その拍子に反転させてた重力が解き放たれ、
二人とも床に頭をぶつける。
なんだか馬鹿らしくなってきたな・・・。
「っつ・・・解ったろ? これは、現実だ」
「じゃ、じゃあ・・・条件があるわ」
「は?」
この期に及んで、まだそんな事が言えるとは・・・。
唯霞め、良い度胸してるぜ。
「他の女の子は助けてあげて。
 私が・・・その、相手するから」
「へぇ。俺は別に構わないけどな」
「・・・絶対に、他の子に手は出さないで」
「それじゃあ・・・いや、解った」
別に口約束なんて、いくらでもしてやりゃあいい。
守ろうと守るまいと、そんなのは俺の知った事じゃない。
何しろ処女でなくなったこいつと、
これ以上セックスする必要はないんだ。
それに、処女血のもたらす力は半端じゃないからな。
吸収するほどに俺の力は強くなっていく。
・・・だがなんだっていうんだ?
この、芽依や他の女の時とは違う感情は。
唯霞に・・・何を期待してるんだ? 俺は・・・。
「そういや、お前のクラスはどこだ?」
「私・・・は1−3だけど」
1−3っていえば、紅音と凪のいるクラスじゃねぇか!
どうやら、俺の読みは当たっていたみたいだな・・・。
こいつは人としての方が、役に立つ。
「いいか。

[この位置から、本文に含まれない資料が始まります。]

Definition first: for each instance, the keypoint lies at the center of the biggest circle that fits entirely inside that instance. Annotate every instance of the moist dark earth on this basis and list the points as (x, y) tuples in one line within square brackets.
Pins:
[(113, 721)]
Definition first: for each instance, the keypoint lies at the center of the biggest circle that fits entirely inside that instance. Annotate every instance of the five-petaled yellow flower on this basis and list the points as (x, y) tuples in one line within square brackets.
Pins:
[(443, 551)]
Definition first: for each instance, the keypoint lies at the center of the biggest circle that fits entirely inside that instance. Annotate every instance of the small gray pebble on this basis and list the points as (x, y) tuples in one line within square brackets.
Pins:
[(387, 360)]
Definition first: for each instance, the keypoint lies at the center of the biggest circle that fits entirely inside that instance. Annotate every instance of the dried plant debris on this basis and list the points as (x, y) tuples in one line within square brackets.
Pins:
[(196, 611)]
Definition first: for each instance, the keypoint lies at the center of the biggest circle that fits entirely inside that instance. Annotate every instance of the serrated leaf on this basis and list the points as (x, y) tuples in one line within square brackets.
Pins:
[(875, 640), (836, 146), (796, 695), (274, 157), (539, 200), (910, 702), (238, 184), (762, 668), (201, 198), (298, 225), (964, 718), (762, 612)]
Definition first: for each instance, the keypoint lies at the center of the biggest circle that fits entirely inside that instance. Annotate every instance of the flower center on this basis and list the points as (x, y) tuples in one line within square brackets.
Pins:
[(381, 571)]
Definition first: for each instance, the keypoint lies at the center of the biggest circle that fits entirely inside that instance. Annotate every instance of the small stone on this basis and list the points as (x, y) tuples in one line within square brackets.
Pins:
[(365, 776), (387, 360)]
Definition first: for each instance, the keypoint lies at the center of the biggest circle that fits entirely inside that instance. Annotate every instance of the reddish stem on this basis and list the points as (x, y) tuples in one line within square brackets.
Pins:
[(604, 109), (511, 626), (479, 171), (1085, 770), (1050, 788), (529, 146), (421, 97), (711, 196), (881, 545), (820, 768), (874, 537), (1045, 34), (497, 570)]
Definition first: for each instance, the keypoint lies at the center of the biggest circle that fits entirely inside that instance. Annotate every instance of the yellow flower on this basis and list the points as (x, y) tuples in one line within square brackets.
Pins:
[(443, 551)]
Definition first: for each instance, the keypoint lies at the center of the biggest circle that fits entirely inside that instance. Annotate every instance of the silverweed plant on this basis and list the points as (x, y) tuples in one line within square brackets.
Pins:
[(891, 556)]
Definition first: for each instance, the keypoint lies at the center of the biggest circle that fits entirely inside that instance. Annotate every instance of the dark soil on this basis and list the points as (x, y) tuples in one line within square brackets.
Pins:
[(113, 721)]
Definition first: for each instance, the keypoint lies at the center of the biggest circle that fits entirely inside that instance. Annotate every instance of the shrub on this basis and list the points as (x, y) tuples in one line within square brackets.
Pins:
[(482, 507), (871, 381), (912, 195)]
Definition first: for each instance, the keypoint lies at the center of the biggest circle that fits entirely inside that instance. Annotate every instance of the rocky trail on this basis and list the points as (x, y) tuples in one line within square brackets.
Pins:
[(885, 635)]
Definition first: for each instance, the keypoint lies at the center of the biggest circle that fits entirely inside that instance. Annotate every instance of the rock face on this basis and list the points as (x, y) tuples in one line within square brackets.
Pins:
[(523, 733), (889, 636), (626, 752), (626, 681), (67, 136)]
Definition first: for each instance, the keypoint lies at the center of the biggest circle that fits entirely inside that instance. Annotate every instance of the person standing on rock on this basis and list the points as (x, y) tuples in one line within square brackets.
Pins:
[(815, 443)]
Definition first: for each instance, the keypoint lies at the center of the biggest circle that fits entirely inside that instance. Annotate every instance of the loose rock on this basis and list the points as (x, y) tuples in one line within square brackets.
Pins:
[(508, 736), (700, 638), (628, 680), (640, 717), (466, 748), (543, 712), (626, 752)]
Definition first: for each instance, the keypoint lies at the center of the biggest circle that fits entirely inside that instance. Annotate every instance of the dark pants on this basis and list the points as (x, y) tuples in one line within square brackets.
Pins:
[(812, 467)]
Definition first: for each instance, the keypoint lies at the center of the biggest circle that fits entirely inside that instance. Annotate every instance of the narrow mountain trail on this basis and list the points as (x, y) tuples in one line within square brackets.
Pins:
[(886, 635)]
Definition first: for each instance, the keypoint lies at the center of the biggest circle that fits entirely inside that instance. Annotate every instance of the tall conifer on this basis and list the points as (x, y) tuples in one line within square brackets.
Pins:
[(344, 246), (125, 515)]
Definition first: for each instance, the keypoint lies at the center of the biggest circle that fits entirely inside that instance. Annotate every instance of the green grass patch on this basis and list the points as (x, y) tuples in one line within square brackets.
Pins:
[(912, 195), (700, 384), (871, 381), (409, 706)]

ならお前には違う仕事を頼む」
「・・・違う、仕事?」
「学校では俺と付き合っているフリをしろ。
 で、凪と紅音に接近するんだ」
「凪さん・・・? まさか、あの人を狙ってるの?」
こいつに凪の正体を教えても良いが、
それじゃあ接近する時に問題がありそうだ。
・・・別に教える必要はないか。
女同士なら、とけ込むのも早いだろう。
「紅音と凪はまた別件でな。
 俺達の邪魔になる可能性がある」
そう。紅音と凪には、何か特別な力がある気がする。
直感に過ぎないが、このまま放っておいてはまずいような・・・
どこかパンドラの筺のような危うさがある。
特に紅音の方だ。
奴は何かがおかしい。
「とにかく。そうやって、俺があの二人と話しても
 おかしくない状況を作るんだ。いいな?」
「・・・嫌だけど・・・やるしかないんでしょ」
「ああ。断ったら殺す」
もうさっきのような感情の迷いはなかった。
この女が役に立つ以上、俺の言う事には絶対服従させる。

 

そして、しばらくの時が流れて――――――

夜殺と言う男が、高天原凪の前に現れる。